A reedição da obra do ensaísta austrobrasileiro, resgata oscholar por trás do jornalista e instaura mais uma polêmica do filósofo Olavo de Carvalho.

por José Maria e Silva

Publicado no Jornal Opção de Goiânia, 8 de agosto de 1999

Numa tacanha reedição do autopreconceito que norteava a corte de Dom Pedro II, sempre voltada para as idéias importadas de Paris, a universidade brasileira, com seus cursos de mestrado e doutorado, ainda não descobriu verdadeiramente o Brasil. As idéias que proliferam na academia são quase todas importadas e — mais grave — sequer são traduzidas (primeira condição para se assimilar e disseminar qualquer cultura estrangeira). Mestres e doutores preferem ler o mundo em inglês, como se algumas idéias da humanidade só pudessem ser expressadas nesse novo latim, a língua do deus-mercado. Só isso explica o descaso quase total com que a universidade trata a obra de um intelectual como Otto Maria Carpeaux, um dos grandes humanistas que marcaram a cultura brasileira neste século.

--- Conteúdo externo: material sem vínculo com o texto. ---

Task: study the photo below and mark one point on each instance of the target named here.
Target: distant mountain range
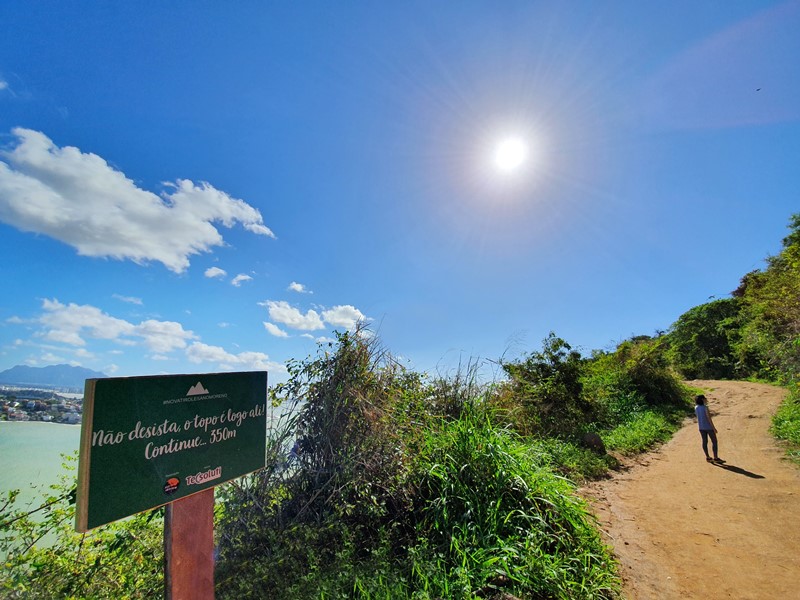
(59, 376)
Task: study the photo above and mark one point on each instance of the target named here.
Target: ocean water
(31, 455)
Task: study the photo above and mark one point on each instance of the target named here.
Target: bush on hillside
(403, 488)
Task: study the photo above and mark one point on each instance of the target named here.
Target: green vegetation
(383, 483)
(45, 558)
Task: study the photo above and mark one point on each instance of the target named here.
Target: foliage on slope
(405, 488)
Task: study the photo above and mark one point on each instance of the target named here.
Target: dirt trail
(685, 528)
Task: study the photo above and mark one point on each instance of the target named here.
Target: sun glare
(510, 154)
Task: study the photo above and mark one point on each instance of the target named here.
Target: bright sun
(510, 154)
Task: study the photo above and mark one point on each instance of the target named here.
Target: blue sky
(205, 186)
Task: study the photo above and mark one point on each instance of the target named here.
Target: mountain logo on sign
(197, 390)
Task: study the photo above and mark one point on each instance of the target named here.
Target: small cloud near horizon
(299, 288)
(275, 330)
(239, 279)
(79, 199)
(128, 299)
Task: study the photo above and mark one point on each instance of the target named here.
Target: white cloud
(203, 353)
(72, 323)
(299, 288)
(282, 312)
(239, 279)
(343, 316)
(79, 199)
(128, 299)
(275, 330)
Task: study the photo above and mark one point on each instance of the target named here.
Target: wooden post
(189, 547)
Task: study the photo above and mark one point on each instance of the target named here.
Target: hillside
(684, 528)
(59, 376)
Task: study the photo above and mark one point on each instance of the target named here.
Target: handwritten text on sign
(147, 441)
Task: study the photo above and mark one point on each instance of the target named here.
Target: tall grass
(786, 422)
(495, 518)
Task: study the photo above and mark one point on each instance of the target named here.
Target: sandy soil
(685, 528)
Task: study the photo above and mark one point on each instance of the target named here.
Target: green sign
(147, 441)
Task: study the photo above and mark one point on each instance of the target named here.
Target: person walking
(707, 429)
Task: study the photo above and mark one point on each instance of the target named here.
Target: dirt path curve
(684, 528)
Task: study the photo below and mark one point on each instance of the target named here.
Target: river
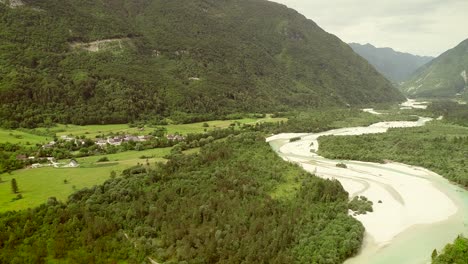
(415, 210)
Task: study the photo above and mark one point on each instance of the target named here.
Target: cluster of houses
(118, 140)
(52, 163)
(115, 140)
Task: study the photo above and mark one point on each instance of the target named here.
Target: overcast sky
(421, 27)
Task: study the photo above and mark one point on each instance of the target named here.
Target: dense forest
(100, 62)
(222, 205)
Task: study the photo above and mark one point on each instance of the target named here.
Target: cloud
(423, 27)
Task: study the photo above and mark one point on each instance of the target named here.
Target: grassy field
(92, 131)
(15, 136)
(36, 185)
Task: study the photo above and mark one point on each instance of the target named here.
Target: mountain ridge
(445, 76)
(395, 65)
(199, 58)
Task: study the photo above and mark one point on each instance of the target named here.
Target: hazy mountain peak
(396, 66)
(445, 76)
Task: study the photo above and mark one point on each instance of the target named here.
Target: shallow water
(415, 244)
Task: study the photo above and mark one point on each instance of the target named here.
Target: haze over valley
(233, 131)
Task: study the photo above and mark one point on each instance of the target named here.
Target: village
(102, 143)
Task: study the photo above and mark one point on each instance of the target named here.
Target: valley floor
(401, 194)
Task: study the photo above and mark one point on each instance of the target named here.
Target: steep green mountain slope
(219, 206)
(396, 66)
(113, 61)
(445, 76)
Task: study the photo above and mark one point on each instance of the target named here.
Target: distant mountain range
(115, 61)
(445, 76)
(396, 66)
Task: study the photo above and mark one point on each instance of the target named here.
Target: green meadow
(16, 136)
(91, 131)
(37, 185)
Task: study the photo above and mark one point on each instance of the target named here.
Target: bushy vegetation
(360, 205)
(224, 57)
(210, 207)
(451, 111)
(456, 253)
(438, 146)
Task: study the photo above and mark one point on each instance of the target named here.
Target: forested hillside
(226, 204)
(115, 61)
(445, 76)
(396, 66)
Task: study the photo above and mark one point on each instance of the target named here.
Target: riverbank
(401, 194)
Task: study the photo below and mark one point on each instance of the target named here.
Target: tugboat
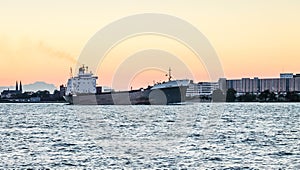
(82, 90)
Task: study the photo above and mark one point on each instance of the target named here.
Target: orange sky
(41, 40)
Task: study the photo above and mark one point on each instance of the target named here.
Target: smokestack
(17, 86)
(21, 88)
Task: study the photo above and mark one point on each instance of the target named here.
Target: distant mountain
(39, 85)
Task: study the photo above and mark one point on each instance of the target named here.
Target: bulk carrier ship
(82, 90)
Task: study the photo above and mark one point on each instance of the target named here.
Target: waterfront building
(286, 83)
(6, 94)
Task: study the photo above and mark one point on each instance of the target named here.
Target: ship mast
(170, 75)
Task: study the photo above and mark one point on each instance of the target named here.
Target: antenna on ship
(169, 75)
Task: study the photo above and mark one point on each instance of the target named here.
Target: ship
(83, 90)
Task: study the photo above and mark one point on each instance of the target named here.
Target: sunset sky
(41, 39)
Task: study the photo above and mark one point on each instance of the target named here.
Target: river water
(191, 136)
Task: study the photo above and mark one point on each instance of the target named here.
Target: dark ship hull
(162, 96)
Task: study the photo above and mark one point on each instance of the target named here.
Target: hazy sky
(41, 39)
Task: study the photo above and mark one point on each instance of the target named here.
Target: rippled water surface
(192, 136)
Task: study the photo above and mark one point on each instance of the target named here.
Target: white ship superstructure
(83, 83)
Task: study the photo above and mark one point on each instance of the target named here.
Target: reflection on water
(192, 136)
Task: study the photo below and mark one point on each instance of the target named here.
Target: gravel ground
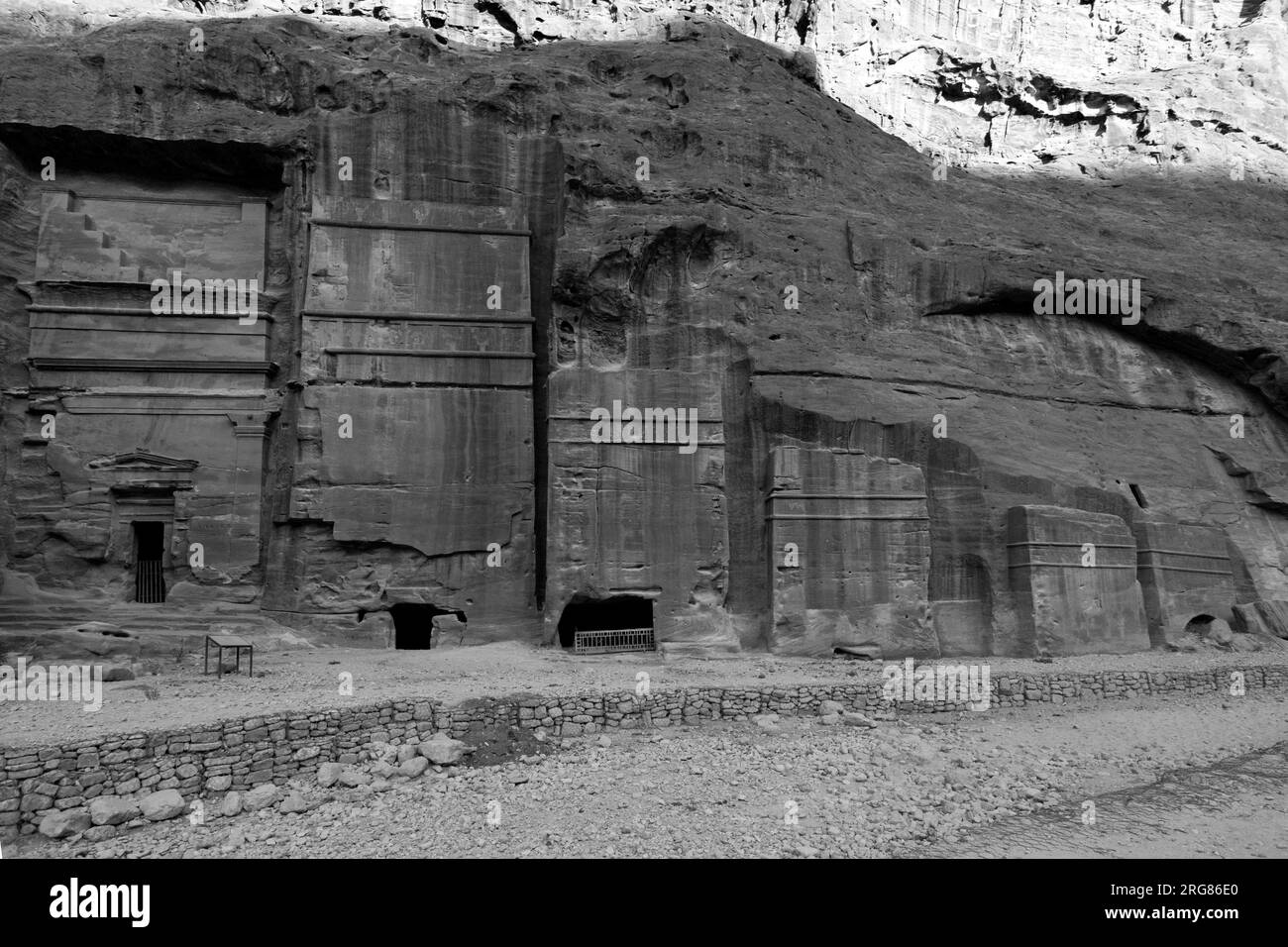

Felizmente, a obra de Carpeaux está voltando à cena. A Faculdade da Cidade, do Rio de Janeiro, e a Editora Topbooks estão lançando os Ensaios Reunidos de Otto Maria Carpeaux, organizados pelo filósofo Olavo de Carvalho. A obra sairá em dez volumes. O primeiro, que já está chegando ao mercado, reunirá os ensaios que vão de A Cinza do Purgatório, seu primeiro livro publicado no Brasil, em 1942, até Livros sobre a Mesa. Os dois volumes seguintes serão dedicados aos ensaios dispersos, recolhidos por Olavo de Carvalho e pela equipe que comandou. Obras históricas breves é o tema do quarto volume e os Ensaios políticos ocuparão o quinto e o sexto volumes. A seguir, do volume sétimo ao décimo, será reeditada um monumento de Carpeaux — sua História da Literatura Ocidental.

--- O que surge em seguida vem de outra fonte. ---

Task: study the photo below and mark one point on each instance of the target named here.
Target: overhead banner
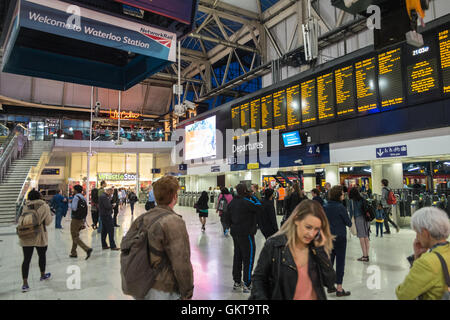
(180, 10)
(51, 16)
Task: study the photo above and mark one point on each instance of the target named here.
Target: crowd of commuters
(296, 262)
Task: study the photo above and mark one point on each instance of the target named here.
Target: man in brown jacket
(169, 236)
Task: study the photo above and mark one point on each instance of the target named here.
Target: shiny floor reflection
(211, 256)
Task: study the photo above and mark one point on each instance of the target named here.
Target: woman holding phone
(294, 263)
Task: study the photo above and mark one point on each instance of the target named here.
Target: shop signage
(117, 176)
(124, 115)
(50, 171)
(393, 151)
(251, 166)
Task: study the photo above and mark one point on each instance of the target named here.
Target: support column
(309, 180)
(332, 175)
(137, 174)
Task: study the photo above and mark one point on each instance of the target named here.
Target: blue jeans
(58, 219)
(379, 226)
(107, 230)
(339, 251)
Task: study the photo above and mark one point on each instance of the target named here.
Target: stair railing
(32, 180)
(14, 148)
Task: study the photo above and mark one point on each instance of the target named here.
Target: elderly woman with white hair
(426, 279)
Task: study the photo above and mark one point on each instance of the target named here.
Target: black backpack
(81, 212)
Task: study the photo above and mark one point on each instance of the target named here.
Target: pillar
(332, 175)
(309, 179)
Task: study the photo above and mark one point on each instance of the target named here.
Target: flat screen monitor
(291, 139)
(200, 139)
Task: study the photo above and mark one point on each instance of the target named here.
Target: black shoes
(342, 293)
(332, 290)
(88, 253)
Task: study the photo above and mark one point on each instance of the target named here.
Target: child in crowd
(379, 218)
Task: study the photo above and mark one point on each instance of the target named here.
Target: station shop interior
(348, 103)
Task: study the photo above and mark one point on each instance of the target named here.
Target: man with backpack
(156, 257)
(79, 213)
(387, 200)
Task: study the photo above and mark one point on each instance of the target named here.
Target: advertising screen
(201, 139)
(291, 139)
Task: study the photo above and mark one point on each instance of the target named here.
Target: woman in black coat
(294, 263)
(202, 208)
(338, 217)
(268, 219)
(115, 199)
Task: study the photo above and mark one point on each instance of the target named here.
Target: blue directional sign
(393, 151)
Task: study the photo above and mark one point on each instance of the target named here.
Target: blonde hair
(304, 209)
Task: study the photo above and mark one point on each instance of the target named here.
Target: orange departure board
(245, 116)
(279, 110)
(236, 117)
(255, 114)
(266, 112)
(293, 106)
(444, 49)
(366, 84)
(309, 105)
(325, 97)
(390, 79)
(345, 93)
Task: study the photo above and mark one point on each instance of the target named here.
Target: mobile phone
(317, 238)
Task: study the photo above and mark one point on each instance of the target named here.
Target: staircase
(15, 178)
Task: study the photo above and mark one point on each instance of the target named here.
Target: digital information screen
(422, 77)
(325, 96)
(366, 85)
(266, 112)
(345, 93)
(255, 115)
(245, 116)
(291, 139)
(390, 79)
(309, 105)
(279, 110)
(236, 117)
(293, 106)
(444, 48)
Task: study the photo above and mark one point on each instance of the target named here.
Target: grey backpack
(137, 274)
(446, 276)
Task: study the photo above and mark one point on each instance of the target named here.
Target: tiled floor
(211, 256)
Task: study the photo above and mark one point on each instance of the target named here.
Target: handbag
(446, 276)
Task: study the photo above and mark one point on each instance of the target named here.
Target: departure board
(390, 79)
(309, 105)
(366, 85)
(236, 117)
(266, 112)
(345, 93)
(422, 77)
(255, 114)
(325, 97)
(279, 110)
(293, 106)
(444, 49)
(245, 116)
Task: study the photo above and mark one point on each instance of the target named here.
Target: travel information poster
(390, 78)
(279, 110)
(267, 112)
(444, 49)
(293, 106)
(325, 97)
(309, 105)
(366, 85)
(345, 92)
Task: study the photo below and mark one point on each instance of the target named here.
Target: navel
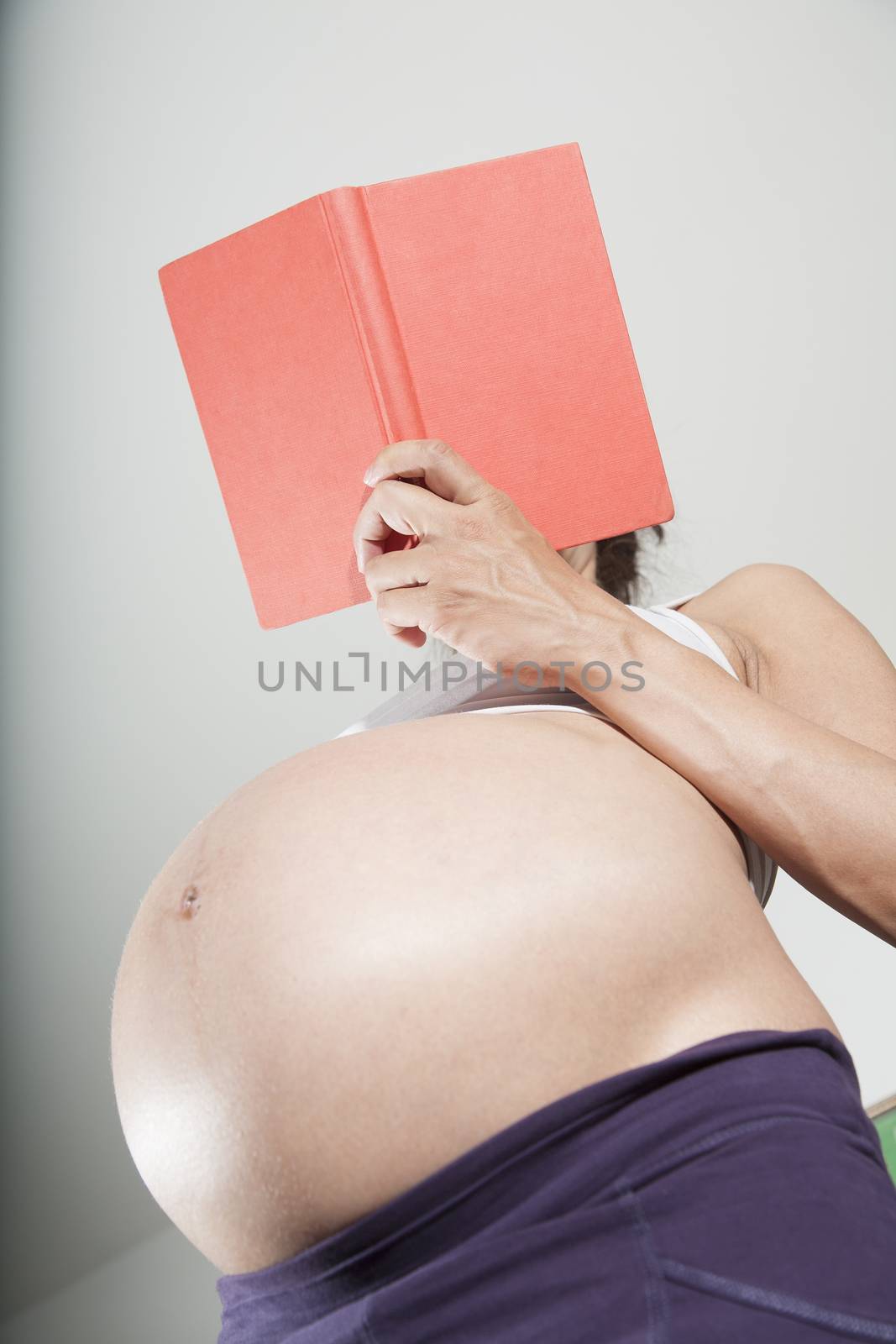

Todo esse ambicioso empreendimento editorial nasceu de um projeto de pesquisa coordenado pelo filósofo Olavo de Carvalho e financiado pela Faculdade da Cidade. Entretanto, por ser tão combativo hoje quanto Carpeaux o foi em seu tempo, Olavo de Carvalho não vem recebendo os devidos créditos por seu trabalho. Folha de S. PauloGazeta Mercantil e O Globo, mesmo reconhecendo a importância da edição dos ensaios de Carpeaux, a ponto de concederem-lhe fartura de páginas e fotos, limitaram-se a mencionar, de passagem, o nome de Olavo de Carvalho, desconhecendo o brilhante estudo introdutório que o filósofo escreveu para a reedição dos ensaios de Carpeaux. Nesse ensaio, disponível na Internet, Olavo de Carvalho dimensiona, com agudeza crítica, o humanista e o militante, o erudito e o panfletário.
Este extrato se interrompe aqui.